Jan. 12th, 2013

zyada: (self)
Banning assault rifles is not going to solve the problem, and here's why.  Someone who is intent on hurting others will find a way to do it, no matter what.

Consider that of two of the largest mass murders in U.S. history, one utilized fertilizer and the other one used planes.  You don't need an assault rifle, or even a gun to kill lots and lots of people, just the will to do it and enough knowledge to make it happen.  

And banning assault rifles will do nothing about the hundreds (probably more than a thousand) of children who die every year from child abuse.

But before my pro-gun friends get too smug, arming more people is not the answer, either.  See sentence 2 in paragraph 2.

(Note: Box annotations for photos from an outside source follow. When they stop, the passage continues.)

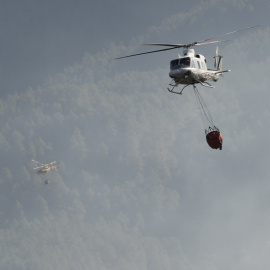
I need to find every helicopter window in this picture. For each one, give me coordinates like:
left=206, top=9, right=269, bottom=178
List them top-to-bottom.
left=180, top=57, right=190, bottom=67
left=170, top=59, right=179, bottom=69
left=201, top=62, right=207, bottom=70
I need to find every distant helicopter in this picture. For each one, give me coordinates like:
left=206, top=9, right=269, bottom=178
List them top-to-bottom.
left=115, top=25, right=259, bottom=94
left=32, top=159, right=60, bottom=174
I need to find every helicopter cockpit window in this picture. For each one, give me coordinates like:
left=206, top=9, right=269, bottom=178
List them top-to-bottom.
left=170, top=57, right=190, bottom=69
left=180, top=57, right=190, bottom=67
left=170, top=59, right=179, bottom=69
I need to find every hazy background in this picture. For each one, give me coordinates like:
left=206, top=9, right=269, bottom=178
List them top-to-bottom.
left=0, top=0, right=270, bottom=270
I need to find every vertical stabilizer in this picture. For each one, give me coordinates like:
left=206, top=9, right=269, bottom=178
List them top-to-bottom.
left=214, top=46, right=223, bottom=70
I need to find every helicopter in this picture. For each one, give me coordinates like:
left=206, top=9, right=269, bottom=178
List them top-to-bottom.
left=115, top=25, right=259, bottom=95
left=32, top=159, right=60, bottom=174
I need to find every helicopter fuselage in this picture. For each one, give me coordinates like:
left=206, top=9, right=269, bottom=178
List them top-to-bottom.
left=169, top=49, right=222, bottom=85
left=37, top=167, right=51, bottom=174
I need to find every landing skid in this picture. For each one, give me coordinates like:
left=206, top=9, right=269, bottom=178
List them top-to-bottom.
left=167, top=81, right=215, bottom=95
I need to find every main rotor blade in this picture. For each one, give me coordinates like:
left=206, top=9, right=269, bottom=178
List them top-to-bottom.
left=198, top=25, right=260, bottom=43
left=194, top=40, right=229, bottom=46
left=143, top=43, right=187, bottom=48
left=114, top=47, right=180, bottom=60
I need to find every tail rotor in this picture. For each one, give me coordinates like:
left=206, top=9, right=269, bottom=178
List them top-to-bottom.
left=214, top=46, right=223, bottom=70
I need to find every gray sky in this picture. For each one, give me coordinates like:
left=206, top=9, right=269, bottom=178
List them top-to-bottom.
left=0, top=0, right=270, bottom=270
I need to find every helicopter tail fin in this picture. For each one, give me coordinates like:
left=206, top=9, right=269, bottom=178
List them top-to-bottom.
left=214, top=46, right=223, bottom=70
left=52, top=163, right=60, bottom=171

More specifically, while argument #1 will inspire people to find new ways of killing, this argument will simply make killers be more prepared for return gunfire.  And the killer has one very distinct advantage - they know what they are going to be doing, and no one else does.   Consider the Tower shootings at UT Austin in 1966 (http://en.wikipedia.org/wiki/Charles_Whitman) How would having a gun have helped you if you had been there?  Then there was the guy who shot up Fort Hood, in the middle of a military base filled with people with guns.  He still managed to kill 13 people.

Before I go on to my next point, I want to clarify something about myself.  I don't own any guns, and don't want to.  I don't object to banning guns based on the 2nd amendment either.  I object, because I believe it violates the spirit of a more fundamental right - the right to be considered innocent until proven guilty.  

Now both of these proposals share one trait - neither require the person making the proposal to give anything up.   And that is what needs to change.

Until people are willing to make a true sacrifice, to give up something that they value, we will never even reduce this problem (I have no hope of eliminating violence - it's too ingrained into our psyche.)  We each need to look at the groups we belong to, not the groups we don't belong to; to the things we do, not the things we don't do.  

What do I think?  I saw some themes when I was looking these events up:  domestic abuse, bullying and suicide.   I think that in some way, these events are perhaps an unrecognized form of suicide; an extension of the murder-suicide events that have become so prevalent.  What I think will reverse this trend is not gun control, but those who are working toward ending domestic violence, bullying and suicide.